Are there that many people at the margin that would benefit from X extra hours of the same instruction, whether you add it a little each day, a little each year or all in one extra year? Maybe there are. It's a semi-empirical question. (Walker points to some data that says the results are decidedly mixed.) I don't know that much about pedagogy, but I think it would make sense to look into some changes besides "more of the same."
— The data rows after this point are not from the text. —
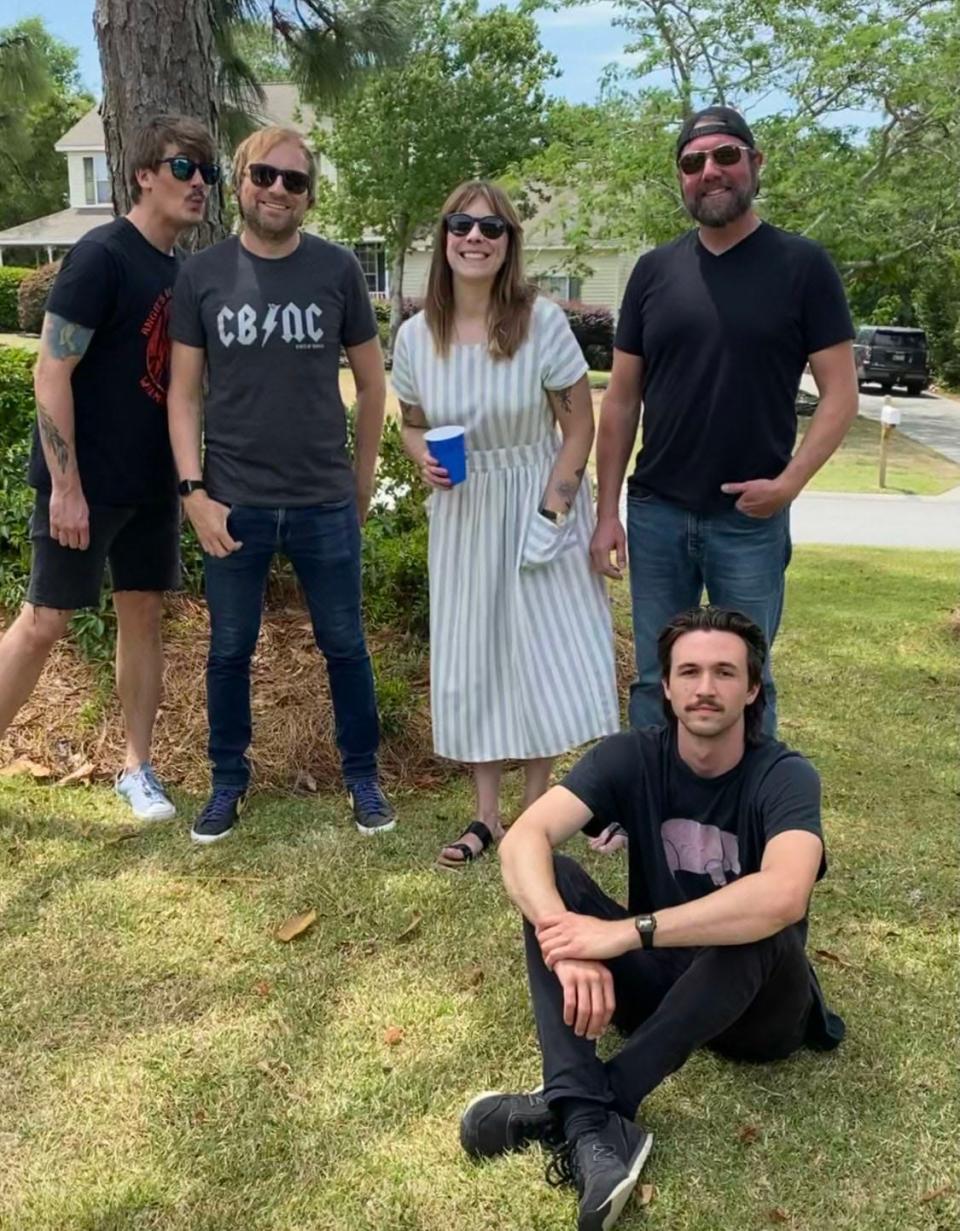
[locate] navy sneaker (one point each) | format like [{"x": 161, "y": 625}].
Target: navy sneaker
[
  {"x": 604, "y": 1166},
  {"x": 219, "y": 815},
  {"x": 372, "y": 810}
]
I'd also say there's a ton of waste in the calendar as is. After you subtract time for testing and exams, holidays, lost time at the shoulders of holidays, assemblies, field trips, half days where nothing gets done because classes are too short and attention is elsewhere, etc. you get maybe 120 days of instruction out of a 180 day school calendar. You could add another month to the calendar at no cost by being rigorous and cutting that non-instructional time in school in half. (I had one math teacher who gave us a test every week. I think it was Wednesdays. He burnt through 20% of the school year just giving us tests. And he wasn't even the most wasteful teacher I had. I can not discuss in polite company the absurdity of Mrs Baez's Spanish classes.) Of course that puts the burden on teachers and administrators to be very disciplined. Who's going to step up to the plate and say "no, my students will not be missing class to go listen to an assembly about traditional Peruvian drumming*" or "no, you can not put Spartacus on for the entire week before Christmas break and call it 'teaching Latin.'" I'm not sure where the incentive to do that is going to come from in a public school.

* We actually had one of those in high school. Hour and a half long. I'm not making this up.

Walker also asks at the end of his post:
Cliché query: Does anyone actually find it compelling to hear the phrase "21st century" appended to any word the speaker wants to stress, as though there were some sort of sea change on December 31, 2000?
Absolutely not. I'm curious to see how long into the century politicians and commentators will be able use that crutch.

1 comment:

  1. I think your analysis is spot on - Ask the home-school community and I think in general they would tell you that kids already spend too much time at school. Their experience, based on the few families I know, is that their kids learn more in fewer hours than in public and most private schools.

    Most parents, I think, appreciate the babysitting aspect of long school days. But it's clear from my own observations that there is a large amount of non-value-added time throughout the school day.

    There are much better ideas out there that all have a fatal flaw - they take educational control away from the political class. So "more of the same" is all we get.